Our China Expert, Willy Lam’s 林和立 article on Li Keqiang published at Wall Street Journal (WSJ)
Li Keqiang, China’s executive vice premier, begins a three-day visit to Hong Kong on Tuesday. Ostensibly, Mr. Li’s tour is little more than a public-relations exercise. He will give a keynote speech on China-Hong Kong cooperation during the 12th Five-Year Plan, and will officiate at the opening ceremony of the Hong Kong government’s new headquarters.
Yet Mr. Li’s sojourn bears ample significance for China-Hong Kong relations. The vice premier’s trip will provide the little-known 56-year-old protégé of President Hu Jintao with a rare opportunity to demonstrate his relatively liberal credentials.
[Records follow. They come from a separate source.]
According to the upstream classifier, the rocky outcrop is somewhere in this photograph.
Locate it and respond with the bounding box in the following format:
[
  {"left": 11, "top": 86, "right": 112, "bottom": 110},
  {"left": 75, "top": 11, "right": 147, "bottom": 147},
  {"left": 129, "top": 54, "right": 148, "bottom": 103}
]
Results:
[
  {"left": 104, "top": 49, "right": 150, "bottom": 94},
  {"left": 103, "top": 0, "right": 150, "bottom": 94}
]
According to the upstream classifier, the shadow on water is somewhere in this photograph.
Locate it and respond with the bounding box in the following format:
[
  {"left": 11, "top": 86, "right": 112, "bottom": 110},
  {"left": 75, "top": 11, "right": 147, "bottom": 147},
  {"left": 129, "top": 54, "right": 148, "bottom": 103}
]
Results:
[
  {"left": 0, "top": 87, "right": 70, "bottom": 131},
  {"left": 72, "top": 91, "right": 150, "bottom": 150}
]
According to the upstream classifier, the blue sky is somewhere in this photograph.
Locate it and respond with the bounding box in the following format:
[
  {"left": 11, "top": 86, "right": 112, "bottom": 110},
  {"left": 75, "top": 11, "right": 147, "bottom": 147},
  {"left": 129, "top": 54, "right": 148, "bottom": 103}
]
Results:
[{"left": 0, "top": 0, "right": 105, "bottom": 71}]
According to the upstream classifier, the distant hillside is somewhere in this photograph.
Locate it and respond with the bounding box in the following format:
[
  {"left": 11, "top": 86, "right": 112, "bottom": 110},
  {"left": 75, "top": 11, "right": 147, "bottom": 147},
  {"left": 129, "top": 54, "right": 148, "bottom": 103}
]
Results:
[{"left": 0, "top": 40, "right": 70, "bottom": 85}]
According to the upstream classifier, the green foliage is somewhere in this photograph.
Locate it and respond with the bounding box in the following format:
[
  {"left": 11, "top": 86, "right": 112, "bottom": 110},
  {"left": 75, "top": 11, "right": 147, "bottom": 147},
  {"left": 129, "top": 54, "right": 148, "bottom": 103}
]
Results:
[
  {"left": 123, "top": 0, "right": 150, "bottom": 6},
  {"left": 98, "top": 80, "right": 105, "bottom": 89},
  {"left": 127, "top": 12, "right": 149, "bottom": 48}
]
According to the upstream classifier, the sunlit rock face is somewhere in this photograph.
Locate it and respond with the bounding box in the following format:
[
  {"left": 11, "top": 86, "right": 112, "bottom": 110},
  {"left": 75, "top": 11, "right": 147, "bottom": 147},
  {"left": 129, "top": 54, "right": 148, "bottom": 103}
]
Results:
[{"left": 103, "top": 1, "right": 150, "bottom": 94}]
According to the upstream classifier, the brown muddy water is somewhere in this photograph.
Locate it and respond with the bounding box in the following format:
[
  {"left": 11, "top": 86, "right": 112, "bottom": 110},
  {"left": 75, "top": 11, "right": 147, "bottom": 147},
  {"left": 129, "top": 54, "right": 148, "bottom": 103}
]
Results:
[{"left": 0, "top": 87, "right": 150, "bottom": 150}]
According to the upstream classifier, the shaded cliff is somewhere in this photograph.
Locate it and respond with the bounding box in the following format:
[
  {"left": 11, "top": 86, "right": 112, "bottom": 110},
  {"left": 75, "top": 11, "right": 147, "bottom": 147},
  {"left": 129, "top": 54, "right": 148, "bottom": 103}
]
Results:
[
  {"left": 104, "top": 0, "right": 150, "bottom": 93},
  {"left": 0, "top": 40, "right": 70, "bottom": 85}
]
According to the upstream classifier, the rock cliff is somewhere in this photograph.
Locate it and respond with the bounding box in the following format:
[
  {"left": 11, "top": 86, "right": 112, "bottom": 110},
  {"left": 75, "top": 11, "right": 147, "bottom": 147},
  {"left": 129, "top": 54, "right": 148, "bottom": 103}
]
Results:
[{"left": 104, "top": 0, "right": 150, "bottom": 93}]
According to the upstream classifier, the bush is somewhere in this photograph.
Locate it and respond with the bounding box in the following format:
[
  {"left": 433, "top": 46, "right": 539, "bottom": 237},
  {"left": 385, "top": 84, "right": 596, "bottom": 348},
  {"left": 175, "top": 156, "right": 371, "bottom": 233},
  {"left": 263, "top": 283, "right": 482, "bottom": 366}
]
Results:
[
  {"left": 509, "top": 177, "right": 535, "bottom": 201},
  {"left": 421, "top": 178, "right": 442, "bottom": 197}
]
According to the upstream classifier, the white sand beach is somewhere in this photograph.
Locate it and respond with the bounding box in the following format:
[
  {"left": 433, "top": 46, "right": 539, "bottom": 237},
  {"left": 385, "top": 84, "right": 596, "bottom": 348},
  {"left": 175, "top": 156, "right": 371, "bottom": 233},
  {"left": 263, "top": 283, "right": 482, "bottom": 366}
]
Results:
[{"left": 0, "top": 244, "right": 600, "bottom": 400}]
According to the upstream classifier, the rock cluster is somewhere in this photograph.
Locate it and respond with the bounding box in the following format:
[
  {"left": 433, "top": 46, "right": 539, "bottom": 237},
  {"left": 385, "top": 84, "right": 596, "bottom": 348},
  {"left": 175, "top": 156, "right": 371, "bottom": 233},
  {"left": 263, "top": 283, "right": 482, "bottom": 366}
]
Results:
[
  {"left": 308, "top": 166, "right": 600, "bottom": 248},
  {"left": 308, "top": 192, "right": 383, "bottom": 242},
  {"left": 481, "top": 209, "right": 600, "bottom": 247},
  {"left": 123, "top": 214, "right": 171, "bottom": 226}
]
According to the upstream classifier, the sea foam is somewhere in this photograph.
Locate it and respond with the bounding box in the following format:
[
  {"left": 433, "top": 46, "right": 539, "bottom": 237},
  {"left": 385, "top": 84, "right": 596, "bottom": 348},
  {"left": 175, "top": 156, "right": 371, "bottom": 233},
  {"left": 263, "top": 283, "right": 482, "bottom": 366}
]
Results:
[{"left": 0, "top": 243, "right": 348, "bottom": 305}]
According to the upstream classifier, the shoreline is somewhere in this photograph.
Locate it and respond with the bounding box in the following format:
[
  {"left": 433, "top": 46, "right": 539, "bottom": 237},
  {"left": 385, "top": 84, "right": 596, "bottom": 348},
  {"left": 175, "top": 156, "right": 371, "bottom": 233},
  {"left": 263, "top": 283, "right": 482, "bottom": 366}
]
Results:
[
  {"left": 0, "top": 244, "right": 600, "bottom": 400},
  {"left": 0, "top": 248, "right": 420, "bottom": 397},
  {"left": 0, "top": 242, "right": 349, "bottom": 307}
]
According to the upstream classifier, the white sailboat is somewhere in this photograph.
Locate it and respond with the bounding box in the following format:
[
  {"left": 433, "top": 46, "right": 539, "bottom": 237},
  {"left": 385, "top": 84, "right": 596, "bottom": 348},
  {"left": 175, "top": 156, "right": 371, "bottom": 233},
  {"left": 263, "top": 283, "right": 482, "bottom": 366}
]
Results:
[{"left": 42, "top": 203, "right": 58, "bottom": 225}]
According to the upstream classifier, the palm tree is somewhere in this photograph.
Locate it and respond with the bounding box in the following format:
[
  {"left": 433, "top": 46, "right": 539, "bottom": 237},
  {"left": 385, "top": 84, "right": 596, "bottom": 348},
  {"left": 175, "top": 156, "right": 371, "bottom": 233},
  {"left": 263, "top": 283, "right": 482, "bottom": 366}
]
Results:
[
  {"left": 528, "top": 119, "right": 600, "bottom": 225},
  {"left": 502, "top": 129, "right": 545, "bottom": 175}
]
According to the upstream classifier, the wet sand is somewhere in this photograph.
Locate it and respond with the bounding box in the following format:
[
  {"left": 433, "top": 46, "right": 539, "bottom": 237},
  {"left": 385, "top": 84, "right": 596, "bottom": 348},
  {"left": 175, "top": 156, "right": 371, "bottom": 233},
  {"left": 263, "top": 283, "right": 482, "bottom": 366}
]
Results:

On the surface, ties between Beijing and Hong Kong are friendly due to the perception that Beijing has propped up the local economy, such as by allowing more big-spending mainland tourists to come to the shoppers’ paradise.
Beijing doesn’t have any business poking into Hong Kong’s internal matters. The Basic Law, Hong Kong’s mini-constitution, ensures the SAR full autonomy except in matters of defense and diplomacy.
That Mr. Li, and not another Politburo member, is making the trip is significant in itself. Until former President Jiang Zemin fell seriously ill in the spring, there had been intense speculation that Mr. Jiang, who has close ties to the so-called Gang of Princelings, was pushing for Vice Premier Wang Qishan to succeed Mr. Wen. According to this scenario, Mr. Li would only get the consolation prize of chairing the National People’s Congress.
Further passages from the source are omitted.